“You can’t be a grower in New England without quality crops,” Linda Rinta said to a group of Islanders gathered in the Ag Hall last Tuesday, “and you can’t have quality crops without pollinators.”
Ms. Rinta is a cranberry and blueberry grower from Plymouth, and like most farmers across the region, her yield is not the same as it used to be. Industrial agriculture, parasites, and climate change have killed off bees at an alarming rate. The phenomenon is called colony collapse disorder, and it’s changing the way we farm, grow, and eat.
“In the course of life, there are problems you can’t do anything about,” Ms. Rinta said. “This is a problem you can do something about. Not just farmers, but everyone.”
In partnership with the Xerces Society — a nonprofit environmental organization that focuses on the conservation of invertebrates — Ms. Rinta works to combat the pollination disaster, and educate communities like the one gathered up-Island last week.
“We tend to want a landscape we feel safe in, a mowed lawn, pulled weeds, no dandelions … but if we get used to a different look and a different feel, we can start taking advantage of all resources,” Ms. Rinta said.
Part of the problem is the landscape we desire. Changing the way we view our landscape is the first step in bringing bees back.

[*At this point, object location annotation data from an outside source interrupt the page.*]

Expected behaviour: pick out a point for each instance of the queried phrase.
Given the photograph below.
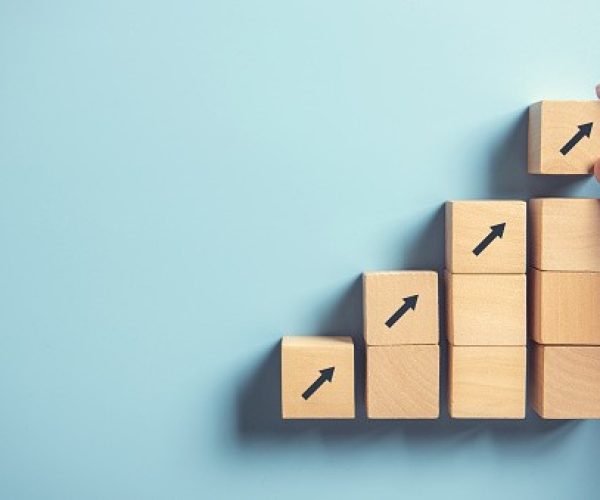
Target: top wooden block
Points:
(564, 137)
(401, 307)
(317, 377)
(485, 237)
(565, 234)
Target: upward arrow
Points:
(326, 375)
(409, 303)
(585, 130)
(497, 231)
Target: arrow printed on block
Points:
(497, 231)
(585, 130)
(409, 303)
(326, 376)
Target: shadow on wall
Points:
(258, 399)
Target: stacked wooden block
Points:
(317, 377)
(565, 307)
(486, 308)
(401, 330)
(565, 277)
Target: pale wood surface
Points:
(469, 222)
(486, 309)
(383, 295)
(565, 382)
(565, 234)
(565, 307)
(551, 125)
(403, 382)
(487, 382)
(302, 358)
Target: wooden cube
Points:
(486, 309)
(565, 307)
(565, 382)
(403, 381)
(487, 382)
(565, 233)
(485, 236)
(564, 137)
(401, 308)
(317, 377)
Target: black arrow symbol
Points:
(585, 130)
(409, 303)
(326, 375)
(496, 232)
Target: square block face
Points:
(486, 309)
(401, 308)
(403, 381)
(564, 137)
(487, 382)
(565, 234)
(566, 382)
(485, 236)
(565, 307)
(317, 377)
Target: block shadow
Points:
(507, 169)
(258, 398)
(258, 403)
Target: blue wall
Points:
(183, 182)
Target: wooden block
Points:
(565, 233)
(403, 381)
(565, 307)
(487, 382)
(565, 382)
(485, 236)
(317, 377)
(486, 309)
(564, 137)
(401, 308)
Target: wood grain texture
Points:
(302, 358)
(565, 234)
(551, 125)
(403, 382)
(486, 309)
(565, 307)
(487, 382)
(469, 222)
(384, 294)
(565, 382)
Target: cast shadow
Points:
(258, 405)
(258, 398)
(507, 169)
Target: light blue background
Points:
(183, 182)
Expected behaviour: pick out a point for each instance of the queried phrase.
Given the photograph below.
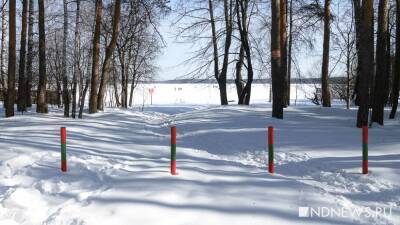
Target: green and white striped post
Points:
(173, 151)
(365, 150)
(271, 167)
(63, 149)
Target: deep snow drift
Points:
(119, 168)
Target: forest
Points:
(74, 52)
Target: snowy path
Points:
(119, 168)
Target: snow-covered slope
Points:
(119, 168)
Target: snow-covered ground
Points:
(119, 168)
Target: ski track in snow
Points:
(106, 149)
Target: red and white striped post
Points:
(173, 151)
(271, 167)
(365, 150)
(63, 149)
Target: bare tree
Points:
(41, 95)
(277, 80)
(96, 58)
(11, 59)
(2, 51)
(396, 76)
(381, 86)
(367, 62)
(77, 58)
(326, 94)
(108, 55)
(66, 97)
(22, 57)
(30, 55)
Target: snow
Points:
(118, 163)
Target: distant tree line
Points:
(233, 36)
(70, 48)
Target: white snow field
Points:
(118, 168)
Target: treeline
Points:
(71, 48)
(240, 37)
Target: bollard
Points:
(173, 151)
(63, 149)
(271, 167)
(365, 150)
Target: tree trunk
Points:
(277, 80)
(242, 8)
(82, 101)
(326, 93)
(29, 62)
(66, 98)
(2, 51)
(108, 56)
(22, 57)
(239, 79)
(289, 63)
(367, 62)
(77, 69)
(132, 88)
(382, 65)
(96, 58)
(221, 82)
(284, 56)
(11, 59)
(41, 94)
(396, 74)
(357, 21)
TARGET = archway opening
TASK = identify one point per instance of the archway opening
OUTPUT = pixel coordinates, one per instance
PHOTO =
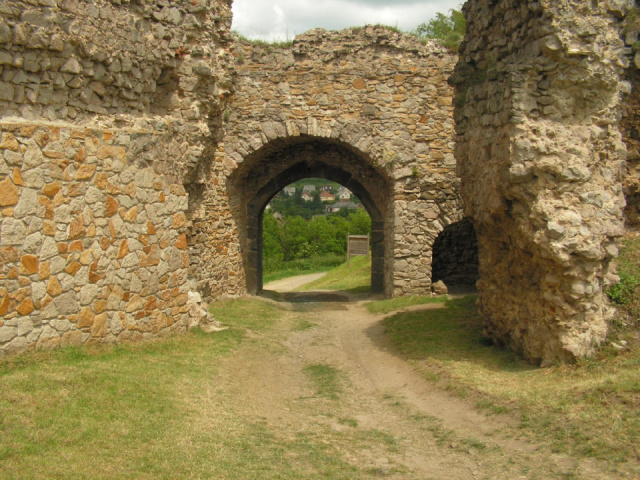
(265, 172)
(305, 229)
(455, 255)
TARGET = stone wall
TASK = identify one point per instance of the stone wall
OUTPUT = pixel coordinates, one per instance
(541, 161)
(107, 106)
(630, 123)
(368, 106)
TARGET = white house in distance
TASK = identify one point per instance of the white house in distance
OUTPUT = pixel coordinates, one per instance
(342, 204)
(344, 193)
(327, 197)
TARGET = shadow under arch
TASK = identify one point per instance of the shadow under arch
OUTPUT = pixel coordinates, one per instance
(283, 161)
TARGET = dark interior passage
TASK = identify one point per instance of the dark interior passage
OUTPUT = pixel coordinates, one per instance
(455, 255)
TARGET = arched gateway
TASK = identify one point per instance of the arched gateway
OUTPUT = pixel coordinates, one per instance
(134, 166)
(286, 161)
(367, 108)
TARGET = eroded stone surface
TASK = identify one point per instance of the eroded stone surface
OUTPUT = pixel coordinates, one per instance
(541, 161)
(106, 108)
(367, 106)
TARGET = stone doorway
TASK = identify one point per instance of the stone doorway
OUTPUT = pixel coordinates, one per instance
(281, 162)
(455, 255)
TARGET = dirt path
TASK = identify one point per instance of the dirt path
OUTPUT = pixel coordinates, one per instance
(385, 418)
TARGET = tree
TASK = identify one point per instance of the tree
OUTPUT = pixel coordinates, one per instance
(448, 29)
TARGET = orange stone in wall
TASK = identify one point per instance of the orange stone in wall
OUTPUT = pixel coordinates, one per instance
(29, 265)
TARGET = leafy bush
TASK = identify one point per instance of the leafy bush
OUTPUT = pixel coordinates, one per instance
(448, 29)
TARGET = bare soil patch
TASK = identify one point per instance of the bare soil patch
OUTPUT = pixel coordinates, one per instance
(386, 418)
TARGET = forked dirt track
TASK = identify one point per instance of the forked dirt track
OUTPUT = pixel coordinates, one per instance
(425, 432)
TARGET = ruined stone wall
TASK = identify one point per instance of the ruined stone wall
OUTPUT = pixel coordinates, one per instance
(541, 161)
(107, 107)
(378, 96)
(630, 123)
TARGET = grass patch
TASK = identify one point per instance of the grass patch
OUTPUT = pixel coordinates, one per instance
(398, 303)
(246, 313)
(626, 294)
(153, 411)
(275, 269)
(355, 278)
(589, 409)
(109, 412)
(325, 378)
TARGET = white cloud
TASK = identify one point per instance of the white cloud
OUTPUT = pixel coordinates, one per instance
(281, 19)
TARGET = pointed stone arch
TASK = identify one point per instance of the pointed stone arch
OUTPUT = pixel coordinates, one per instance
(282, 161)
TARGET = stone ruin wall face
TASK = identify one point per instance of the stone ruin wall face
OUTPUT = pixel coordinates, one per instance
(541, 161)
(630, 123)
(370, 101)
(106, 108)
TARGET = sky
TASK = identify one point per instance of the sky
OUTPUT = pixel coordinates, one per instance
(284, 19)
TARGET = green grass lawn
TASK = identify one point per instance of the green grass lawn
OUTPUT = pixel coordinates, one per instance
(589, 409)
(152, 411)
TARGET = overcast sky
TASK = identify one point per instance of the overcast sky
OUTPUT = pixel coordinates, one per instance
(284, 19)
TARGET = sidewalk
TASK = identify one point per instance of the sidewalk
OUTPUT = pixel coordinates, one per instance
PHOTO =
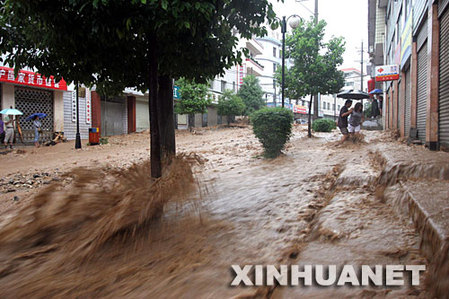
(419, 181)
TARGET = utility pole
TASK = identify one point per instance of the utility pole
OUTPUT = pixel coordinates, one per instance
(361, 71)
(315, 96)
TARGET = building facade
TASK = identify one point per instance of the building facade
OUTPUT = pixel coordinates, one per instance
(31, 93)
(416, 40)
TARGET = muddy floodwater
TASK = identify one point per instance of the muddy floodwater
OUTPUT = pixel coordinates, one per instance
(100, 231)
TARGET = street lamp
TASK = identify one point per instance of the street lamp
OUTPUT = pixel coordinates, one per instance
(293, 24)
(78, 136)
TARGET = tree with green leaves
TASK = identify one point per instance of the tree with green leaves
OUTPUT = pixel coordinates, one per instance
(252, 94)
(131, 43)
(315, 63)
(230, 104)
(194, 98)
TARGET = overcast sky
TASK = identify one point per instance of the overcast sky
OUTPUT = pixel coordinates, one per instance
(347, 18)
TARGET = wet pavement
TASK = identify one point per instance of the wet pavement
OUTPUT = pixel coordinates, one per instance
(316, 204)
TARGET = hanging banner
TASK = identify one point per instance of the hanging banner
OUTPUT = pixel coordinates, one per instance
(387, 72)
(299, 109)
(88, 107)
(73, 106)
(30, 79)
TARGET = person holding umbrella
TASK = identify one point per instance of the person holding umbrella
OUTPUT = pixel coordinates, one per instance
(375, 106)
(342, 123)
(37, 125)
(9, 124)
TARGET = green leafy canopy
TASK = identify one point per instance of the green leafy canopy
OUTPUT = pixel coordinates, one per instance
(252, 94)
(194, 97)
(105, 42)
(315, 62)
(230, 104)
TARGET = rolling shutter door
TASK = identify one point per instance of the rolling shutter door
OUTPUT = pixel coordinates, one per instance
(31, 101)
(443, 103)
(408, 96)
(422, 82)
(112, 118)
(142, 116)
(422, 93)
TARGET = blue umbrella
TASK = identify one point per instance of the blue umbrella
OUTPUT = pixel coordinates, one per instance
(40, 115)
(376, 91)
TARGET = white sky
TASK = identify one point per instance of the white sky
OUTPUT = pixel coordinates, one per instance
(347, 18)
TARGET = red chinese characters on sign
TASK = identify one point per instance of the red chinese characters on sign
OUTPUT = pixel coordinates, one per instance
(387, 73)
(30, 79)
(88, 107)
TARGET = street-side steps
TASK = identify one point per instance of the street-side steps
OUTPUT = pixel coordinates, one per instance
(420, 191)
(373, 124)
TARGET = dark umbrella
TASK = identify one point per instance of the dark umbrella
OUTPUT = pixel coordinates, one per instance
(40, 115)
(376, 91)
(351, 94)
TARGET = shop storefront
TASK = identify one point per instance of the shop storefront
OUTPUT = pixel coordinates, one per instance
(31, 93)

She and the Xerces Society have been testing this theory by installing pollinator habitats throughout the country. They pick a site, make an agreement with the farmer or landowner, and install a pollinator habitat. Some of the elements that make up these refuges include proximity to clean water, windbreaks, shrub zones, nesting areas, and buffer zones between the habitat and insecticide area. Bonus points if the habitat is connected to another nearby habitat. “Site selection and site prep are everything,” she said. So far, they’ve worked on farmlands and golf courses.
“It works,” she said. “Many bees and species came back that we hadn’t seen in a long time.”
According to a segment on NPR, urban bees are healthier than country bees, which is a result of accessibility to floral resources. Cities tend to have parks with flower upkeep year-round, whereas rural areas have flowers, but they’re seasonal. Utilization of floral resources is another way people can make a difference. “Gardeners should try to have something growing at all times,” she said.
Much emphasis is put on native bees, which according to Ms. Rinta pollinate much more efficiently than honeybees. “What it takes a honeybee to pollinate in five trips, a native bee can do in one,” she said. Native bees buzz-pollinate, meaning they get inside a blossom and just vibrate. “They’re hard workers, and far better pollinators,” Ms. Rinta said. “We didn’t appreciate it until we were faced with the collapse disorder.”
Native bees are diverse, and according to a survey done in 2010, more than 182 species are found on-Island. Ms. Rinta encourages Islanders to help track the bees by uploading photos and sightings to bumblebeewatch.org. She also challenged everyone to find the rusty patch bee, a species that was prevalent in Massachusetts in the 1990s.
Monarch butterflies are also effective pollinators whose populations have been disappearing in masses. According to Ms. Rinta, monarchs are completely dependent on milkweed, which was eliminated from farming in the Midwest in 2013.
The return of our pollinators doesn’t require a lot, just an alteration in the way we view our landscape. Beauty is in the eye of the bee-holder.